Ils semblent voués à être désormais de plus en plus employés par les forces de l'ordre que ces dernières rachètent au Pentagone. L'administration Obama a estimé qu'elle n'empêcherait pas l'armée américaine de vendre ces armements car elles renforcent la sécurité de la police locale.
"Dans une guerre, l'objectif est de tuer, faire appliquer la loi, c'est une mission différente",
s'inquiète dans le "New York Times", Rick Nelson, ancien responsable du contre-terrorisme au "National Security Council".
L'ONG
Human Rights Watch
et l'organisation International Human Rights Clinic, qui dépend de l'université de Harvard, s'inquiétaient
ainsi dès 2014 du recours aux robots par les forces de l'ordre.
Ces engins "ne sont pas dotés de qualités humaines, telles que le jugement et l'empathie, qui permettent à la police d'éviter de tuer illégalement dans des situations inattendues", écrivaient-elles dans un rapport. En juillet 2015, plus de 1.000 chercheurs et personnalités, dont Stephen Hawking et Elon Musk, ont signé
une lettre ouverte
où ils appellent à l'arrêt du développement de ces "robots tueurs".
Outre les raisons pratiques invoquées, il existe une faille judiciaire : qui est responsable, en cas de dommages collatéraux ?
Aussi, Matt Blaze, professeur d'informatique à l'université de Pennsylvanie a souligné sur Twitter que "les enjeux prennent une toute autre dimension quand quelque chose comme ça est transformé en arme".
Il souligne que les protocoles sans fil peuvent être facilement interceptés ou modifiés par des pirates qualifiés.
Un futur Robocop ?
Ces inquiétudes n'ont pas empêché le développement de ces nouvelles technologies. En Chine, l'université de la défense nationale a conçu un appareil baptisé "AnBot", destiné à avoir "un rôle important à jouer pour renforcer les mesures antiterroristes et anti-émeutes", écrit-elle sur son site.

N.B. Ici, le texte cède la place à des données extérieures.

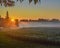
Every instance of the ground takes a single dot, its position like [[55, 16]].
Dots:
[[28, 37]]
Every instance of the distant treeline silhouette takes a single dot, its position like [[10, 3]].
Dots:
[[12, 2], [40, 20]]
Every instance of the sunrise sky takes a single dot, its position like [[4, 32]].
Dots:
[[48, 9]]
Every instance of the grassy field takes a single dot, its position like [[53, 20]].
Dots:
[[30, 38]]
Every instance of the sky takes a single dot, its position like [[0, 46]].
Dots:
[[48, 9]]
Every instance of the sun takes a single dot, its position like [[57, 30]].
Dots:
[[12, 20]]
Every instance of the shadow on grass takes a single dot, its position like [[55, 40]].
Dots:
[[42, 41]]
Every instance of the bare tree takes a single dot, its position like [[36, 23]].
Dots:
[[12, 2]]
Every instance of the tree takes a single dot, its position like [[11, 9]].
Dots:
[[12, 2]]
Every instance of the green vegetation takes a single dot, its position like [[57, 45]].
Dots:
[[13, 38]]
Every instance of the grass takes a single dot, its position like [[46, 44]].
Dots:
[[25, 37]]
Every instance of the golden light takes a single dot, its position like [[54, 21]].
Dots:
[[12, 20]]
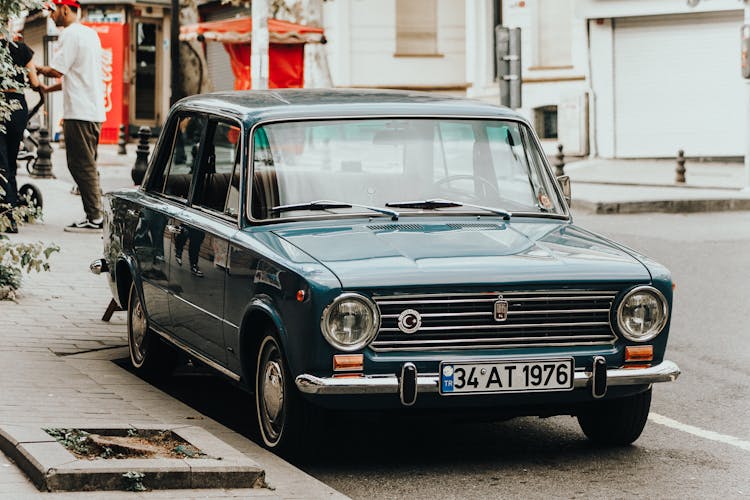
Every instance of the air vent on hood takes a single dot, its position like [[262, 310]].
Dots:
[[474, 227], [433, 228], [396, 227]]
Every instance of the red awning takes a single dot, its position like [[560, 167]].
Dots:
[[285, 51], [239, 30]]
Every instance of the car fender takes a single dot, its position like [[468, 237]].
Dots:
[[264, 305]]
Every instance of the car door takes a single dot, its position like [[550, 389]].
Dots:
[[200, 241], [166, 192]]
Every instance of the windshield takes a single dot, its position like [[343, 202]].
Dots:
[[402, 162]]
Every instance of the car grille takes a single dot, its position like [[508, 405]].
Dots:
[[467, 320]]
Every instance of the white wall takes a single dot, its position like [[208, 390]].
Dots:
[[602, 82], [362, 43], [627, 8], [543, 86]]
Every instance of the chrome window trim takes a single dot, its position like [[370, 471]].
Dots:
[[208, 313], [664, 308], [566, 215]]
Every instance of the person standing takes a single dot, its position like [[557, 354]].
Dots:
[[78, 61], [11, 132]]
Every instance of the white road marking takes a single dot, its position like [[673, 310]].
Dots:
[[697, 431]]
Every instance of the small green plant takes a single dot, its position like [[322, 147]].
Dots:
[[75, 440], [134, 481], [17, 258]]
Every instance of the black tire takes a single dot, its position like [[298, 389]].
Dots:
[[283, 416], [149, 355], [618, 422]]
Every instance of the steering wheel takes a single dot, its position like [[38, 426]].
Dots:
[[467, 196]]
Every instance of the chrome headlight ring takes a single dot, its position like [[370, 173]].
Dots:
[[361, 310], [660, 308]]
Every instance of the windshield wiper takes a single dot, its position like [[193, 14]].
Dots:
[[328, 204], [433, 204]]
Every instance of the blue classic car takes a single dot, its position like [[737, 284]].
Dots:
[[378, 250]]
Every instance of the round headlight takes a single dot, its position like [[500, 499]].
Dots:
[[642, 314], [350, 322]]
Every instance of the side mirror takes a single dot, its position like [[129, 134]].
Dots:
[[564, 182]]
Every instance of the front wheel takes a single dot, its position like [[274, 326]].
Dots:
[[149, 355], [618, 422], [282, 414]]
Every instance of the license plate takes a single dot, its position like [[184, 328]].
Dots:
[[490, 377]]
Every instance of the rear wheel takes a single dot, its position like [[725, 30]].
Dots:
[[618, 422], [283, 415], [149, 355]]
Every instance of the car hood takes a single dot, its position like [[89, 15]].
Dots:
[[464, 253]]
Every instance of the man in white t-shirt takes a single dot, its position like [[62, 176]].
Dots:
[[78, 61]]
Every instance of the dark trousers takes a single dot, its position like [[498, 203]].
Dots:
[[10, 140], [81, 142]]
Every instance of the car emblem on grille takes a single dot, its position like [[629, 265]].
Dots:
[[501, 310], [409, 321]]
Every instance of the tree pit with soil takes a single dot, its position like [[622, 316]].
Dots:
[[98, 444]]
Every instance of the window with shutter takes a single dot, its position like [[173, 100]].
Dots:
[[554, 33], [416, 27]]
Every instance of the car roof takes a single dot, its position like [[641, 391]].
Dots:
[[251, 106]]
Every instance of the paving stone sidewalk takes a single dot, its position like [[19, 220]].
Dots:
[[56, 355]]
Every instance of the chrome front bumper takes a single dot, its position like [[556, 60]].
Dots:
[[667, 371]]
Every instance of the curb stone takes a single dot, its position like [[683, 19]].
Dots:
[[51, 467]]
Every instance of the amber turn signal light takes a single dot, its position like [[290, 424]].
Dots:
[[348, 362], [639, 353]]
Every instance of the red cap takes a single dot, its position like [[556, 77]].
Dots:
[[69, 3]]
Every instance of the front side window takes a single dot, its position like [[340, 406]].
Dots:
[[375, 162]]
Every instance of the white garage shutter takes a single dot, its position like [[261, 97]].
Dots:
[[678, 86]]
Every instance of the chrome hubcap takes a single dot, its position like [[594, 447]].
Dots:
[[273, 391]]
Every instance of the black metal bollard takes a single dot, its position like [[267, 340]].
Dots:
[[680, 170], [141, 156], [43, 164], [122, 139], [559, 161]]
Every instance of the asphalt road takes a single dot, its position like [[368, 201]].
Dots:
[[696, 444]]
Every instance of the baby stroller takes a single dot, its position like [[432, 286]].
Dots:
[[28, 193]]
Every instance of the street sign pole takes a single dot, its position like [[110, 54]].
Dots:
[[259, 47], [745, 33]]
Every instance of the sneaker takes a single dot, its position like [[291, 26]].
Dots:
[[85, 226]]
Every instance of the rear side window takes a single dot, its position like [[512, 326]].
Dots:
[[218, 179], [183, 159]]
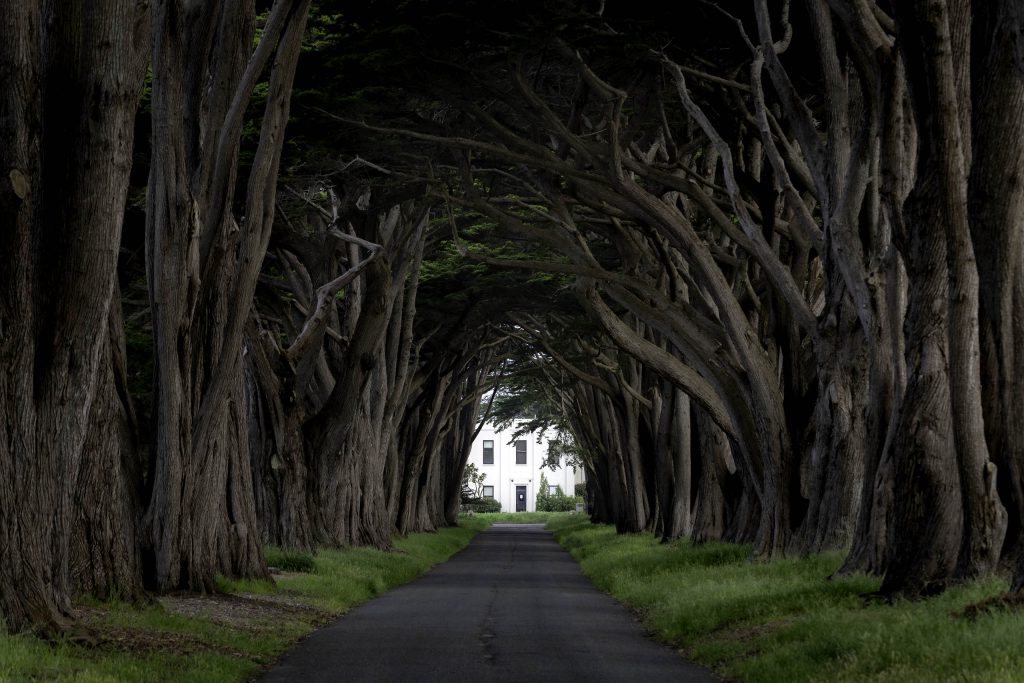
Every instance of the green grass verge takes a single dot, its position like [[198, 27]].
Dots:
[[155, 643], [522, 517], [784, 622]]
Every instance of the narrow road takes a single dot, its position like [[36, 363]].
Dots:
[[512, 606]]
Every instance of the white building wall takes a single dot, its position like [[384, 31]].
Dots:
[[505, 475]]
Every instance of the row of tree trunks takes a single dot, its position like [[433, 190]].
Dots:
[[202, 264]]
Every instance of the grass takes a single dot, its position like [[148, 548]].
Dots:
[[226, 638], [522, 517], [783, 621]]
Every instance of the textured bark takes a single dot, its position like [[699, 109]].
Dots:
[[946, 484], [717, 482], [105, 559], [996, 206], [65, 170]]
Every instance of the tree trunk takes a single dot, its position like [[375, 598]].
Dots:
[[996, 206], [202, 267], [104, 556]]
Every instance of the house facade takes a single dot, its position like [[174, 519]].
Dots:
[[512, 470]]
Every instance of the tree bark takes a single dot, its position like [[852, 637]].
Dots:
[[202, 266], [73, 78]]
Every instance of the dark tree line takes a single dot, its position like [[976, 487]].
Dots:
[[758, 259]]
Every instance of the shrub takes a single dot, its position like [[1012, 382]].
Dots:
[[482, 505], [557, 502]]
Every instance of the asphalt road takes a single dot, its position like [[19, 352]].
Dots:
[[512, 606]]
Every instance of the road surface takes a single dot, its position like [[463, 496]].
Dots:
[[511, 606]]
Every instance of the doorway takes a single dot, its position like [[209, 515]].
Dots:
[[520, 499]]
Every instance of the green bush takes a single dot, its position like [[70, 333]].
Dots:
[[486, 504], [557, 502]]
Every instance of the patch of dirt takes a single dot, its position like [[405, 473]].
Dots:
[[250, 613], [1009, 602], [747, 634], [144, 640], [245, 610]]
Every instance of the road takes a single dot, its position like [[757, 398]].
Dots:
[[511, 606]]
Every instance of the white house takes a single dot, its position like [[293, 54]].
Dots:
[[512, 471]]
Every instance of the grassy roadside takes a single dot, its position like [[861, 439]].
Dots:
[[783, 622], [229, 637]]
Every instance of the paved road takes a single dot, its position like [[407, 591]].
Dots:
[[512, 606]]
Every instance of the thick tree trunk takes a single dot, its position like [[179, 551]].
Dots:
[[717, 488], [946, 487], [73, 76], [202, 267], [832, 477], [104, 554], [996, 206]]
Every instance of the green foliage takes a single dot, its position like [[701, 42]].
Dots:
[[784, 621], [557, 502], [472, 482], [289, 560], [155, 644], [486, 504]]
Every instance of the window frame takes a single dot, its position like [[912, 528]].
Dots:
[[522, 451]]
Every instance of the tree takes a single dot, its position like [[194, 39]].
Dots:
[[203, 260], [73, 74]]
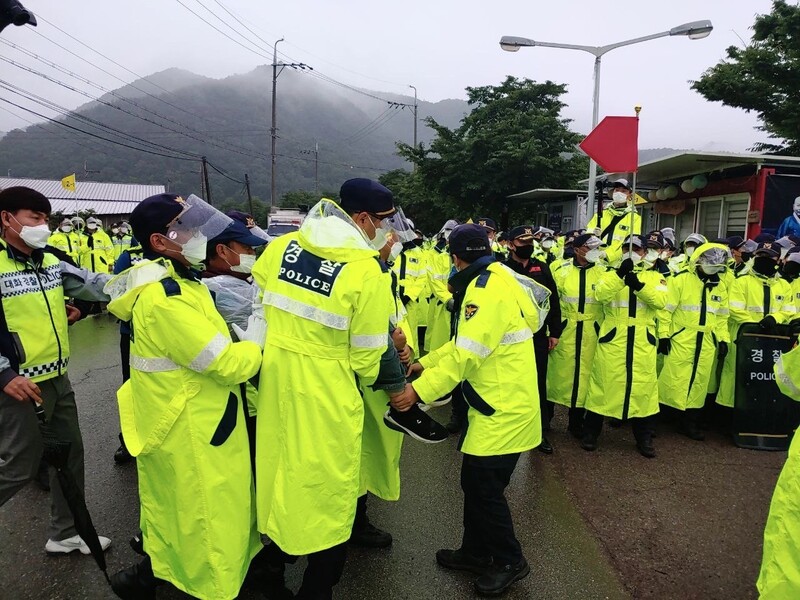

"La caractéristique la plus controversée d'AnBot est bien sûr son 'outil intégré anti-émeute électrisé' (ressemblant certainement à un Taser ou à un aiguillon pour bétail). Il ne peut être déclenché que par les humains contrôlant Anbot à distance", écrivaient Peter Singer avec un autre spécialiste Jeffrey Lin en avril dans le magazine américain "Popular Science".
"Le fait qu'Anbot soit si grand veut dire qu'il a la place d'intégrer d'autres équipements de police, comme des gaz lacrymogènes et d'autres armes moins létales", poursuivaient les auteurs.
Des chercheurs de l'université de Floride travaillent eux au développement de "Telebot", comparé dans certains articles au célèbre "Robocop" imaginé au cinéma.
Destiné notamment à assister des policiers handicapés pour qu'ils puissent reprendre le service, Telebot a été conçu "pour avoir l'air intimidant et assez autoritaire pour que les citoyens obéissent à ses ordres" tout un gardant "une apparence amicale" qui rassurent "les citoyens de tous âges", selon un rapport d'étudiants de l'université de Floride.